Gravity Analog Dissolved Oxygen Sensor SKU SEN0237

hi sir/madam,
Hi, my name is Linges. I have a question about the DO (Dissolved Oxygen) sensor. I want to measure the oxygen level in a shrimp tank. Do I need to use the membrane cap, or can I avoid it? Should I fill the cap with NaOH solution before placing the sensor in the tank?
Also, I’m confused about the calibration process. Why do we need to fill the membrane cap with NaOH for calibration instead of just placing the sensor directly into the water?
Calibration has to be done after the membrane cap is correctly filled with NaOH solution. Calibration tells the sensor how its electrical output voltage relates to known oxygen concentrations. If there's no NaOH solution, there's no reaction, no valid voltage signal, and therefore no way to calibrate.

This dissolved oxygen sensor works because oxygen molecules diffuse through the thin membrane cap and react with special electrodes inside the probe.
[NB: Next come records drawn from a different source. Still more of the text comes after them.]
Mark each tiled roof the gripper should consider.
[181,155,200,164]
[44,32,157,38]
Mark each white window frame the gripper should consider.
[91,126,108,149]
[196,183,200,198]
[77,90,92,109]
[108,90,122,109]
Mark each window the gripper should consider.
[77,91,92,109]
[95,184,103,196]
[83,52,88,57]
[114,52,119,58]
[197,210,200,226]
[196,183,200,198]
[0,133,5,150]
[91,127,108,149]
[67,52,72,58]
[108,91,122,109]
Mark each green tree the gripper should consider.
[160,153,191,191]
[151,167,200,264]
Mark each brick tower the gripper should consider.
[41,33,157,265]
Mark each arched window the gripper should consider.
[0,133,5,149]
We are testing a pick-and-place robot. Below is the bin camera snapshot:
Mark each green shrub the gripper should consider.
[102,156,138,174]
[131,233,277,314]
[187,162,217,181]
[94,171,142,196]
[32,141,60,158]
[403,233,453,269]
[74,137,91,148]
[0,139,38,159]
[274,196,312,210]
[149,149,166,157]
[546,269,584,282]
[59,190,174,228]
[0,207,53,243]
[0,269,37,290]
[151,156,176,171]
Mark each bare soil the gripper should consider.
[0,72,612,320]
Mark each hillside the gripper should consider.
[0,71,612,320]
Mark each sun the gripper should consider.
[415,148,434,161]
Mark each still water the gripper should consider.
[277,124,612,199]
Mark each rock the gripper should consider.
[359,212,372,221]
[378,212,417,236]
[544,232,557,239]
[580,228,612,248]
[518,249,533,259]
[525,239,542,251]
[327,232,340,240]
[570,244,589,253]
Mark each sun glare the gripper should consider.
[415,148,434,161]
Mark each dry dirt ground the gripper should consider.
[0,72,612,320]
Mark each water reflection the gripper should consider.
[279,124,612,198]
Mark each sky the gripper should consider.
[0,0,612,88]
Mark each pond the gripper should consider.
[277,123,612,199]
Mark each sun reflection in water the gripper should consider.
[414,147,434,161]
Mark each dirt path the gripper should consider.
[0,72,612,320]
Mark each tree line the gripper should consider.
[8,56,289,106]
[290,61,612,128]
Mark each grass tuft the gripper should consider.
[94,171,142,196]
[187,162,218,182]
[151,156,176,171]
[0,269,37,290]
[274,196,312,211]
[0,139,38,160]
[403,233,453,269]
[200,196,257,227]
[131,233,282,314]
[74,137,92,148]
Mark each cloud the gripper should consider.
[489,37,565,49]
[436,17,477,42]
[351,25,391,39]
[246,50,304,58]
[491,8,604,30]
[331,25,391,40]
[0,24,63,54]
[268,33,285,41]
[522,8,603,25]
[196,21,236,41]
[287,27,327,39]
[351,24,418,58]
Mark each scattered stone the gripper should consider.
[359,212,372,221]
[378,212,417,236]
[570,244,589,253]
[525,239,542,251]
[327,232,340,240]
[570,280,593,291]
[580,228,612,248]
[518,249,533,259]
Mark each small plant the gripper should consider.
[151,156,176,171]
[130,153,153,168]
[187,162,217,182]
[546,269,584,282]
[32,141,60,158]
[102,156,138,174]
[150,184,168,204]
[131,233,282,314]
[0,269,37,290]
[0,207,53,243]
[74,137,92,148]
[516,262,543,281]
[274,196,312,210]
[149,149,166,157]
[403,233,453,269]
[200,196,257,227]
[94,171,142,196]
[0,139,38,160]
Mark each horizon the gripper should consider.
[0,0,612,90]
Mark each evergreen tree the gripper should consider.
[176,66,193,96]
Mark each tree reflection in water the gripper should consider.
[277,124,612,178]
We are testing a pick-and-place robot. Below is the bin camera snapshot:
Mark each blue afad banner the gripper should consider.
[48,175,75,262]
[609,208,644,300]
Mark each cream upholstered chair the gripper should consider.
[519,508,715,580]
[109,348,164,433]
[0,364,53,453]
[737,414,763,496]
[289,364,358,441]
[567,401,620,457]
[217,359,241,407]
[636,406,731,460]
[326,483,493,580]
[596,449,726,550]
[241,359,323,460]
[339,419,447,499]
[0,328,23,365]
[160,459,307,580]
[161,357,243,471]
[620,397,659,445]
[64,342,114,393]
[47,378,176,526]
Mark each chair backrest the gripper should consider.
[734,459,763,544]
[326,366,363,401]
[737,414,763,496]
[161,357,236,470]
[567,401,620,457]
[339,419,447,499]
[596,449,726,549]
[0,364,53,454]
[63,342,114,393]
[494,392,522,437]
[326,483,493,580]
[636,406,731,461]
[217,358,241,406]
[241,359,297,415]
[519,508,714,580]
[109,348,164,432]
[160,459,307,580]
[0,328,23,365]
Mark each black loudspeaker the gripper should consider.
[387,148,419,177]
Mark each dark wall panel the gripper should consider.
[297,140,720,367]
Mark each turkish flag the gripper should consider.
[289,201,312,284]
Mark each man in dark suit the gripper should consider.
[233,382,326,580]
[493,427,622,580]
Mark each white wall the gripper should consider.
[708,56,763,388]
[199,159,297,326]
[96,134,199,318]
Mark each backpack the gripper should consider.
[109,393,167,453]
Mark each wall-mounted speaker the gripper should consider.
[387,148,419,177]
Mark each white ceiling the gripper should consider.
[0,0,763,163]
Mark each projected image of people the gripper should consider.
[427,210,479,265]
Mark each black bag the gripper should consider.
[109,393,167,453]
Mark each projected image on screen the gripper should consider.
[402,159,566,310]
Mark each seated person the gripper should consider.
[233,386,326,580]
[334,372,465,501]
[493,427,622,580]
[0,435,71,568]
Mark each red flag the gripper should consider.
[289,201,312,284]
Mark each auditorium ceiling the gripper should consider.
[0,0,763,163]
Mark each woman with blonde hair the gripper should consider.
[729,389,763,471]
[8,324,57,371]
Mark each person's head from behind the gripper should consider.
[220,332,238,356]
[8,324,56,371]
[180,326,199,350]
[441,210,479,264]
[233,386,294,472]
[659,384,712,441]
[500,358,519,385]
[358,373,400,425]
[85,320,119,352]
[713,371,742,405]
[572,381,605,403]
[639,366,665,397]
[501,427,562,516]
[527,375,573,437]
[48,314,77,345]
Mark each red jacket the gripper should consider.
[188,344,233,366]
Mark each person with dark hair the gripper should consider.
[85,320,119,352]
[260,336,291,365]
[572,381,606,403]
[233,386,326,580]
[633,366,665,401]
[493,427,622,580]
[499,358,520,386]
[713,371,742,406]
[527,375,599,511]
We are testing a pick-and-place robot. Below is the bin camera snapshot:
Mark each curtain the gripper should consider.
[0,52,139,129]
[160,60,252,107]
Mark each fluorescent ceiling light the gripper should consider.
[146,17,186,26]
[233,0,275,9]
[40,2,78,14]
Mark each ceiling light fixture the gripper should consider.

That reaction happens within a specific alkaline electrolyte solution (the 0.5 mol/L NaOH) and generates a tiny electrical signal proportional to the oxygen level. Without that NaOH solution filling the cap, the necessary chemical reaction simply can't happen, and the sensor won't produce any signal at all. The membrane cap has two critical jobs: it securely holds the NaOH solution around the electrodes, and it acts like a selective barrier, letting oxygen in while keeping water, dirt, and other contaminants in your shrimp tank out. Skipping the cap and putting the bare electrodes directly into your tank water would quickly ruin them

If I fill the membrane cap with NaOH and place the sensor in the shrimp tank, will it affect the shrimp? Or is it safe? I'm a bit scared that the NaOH might harm them. because I'm going to use this for 2 months.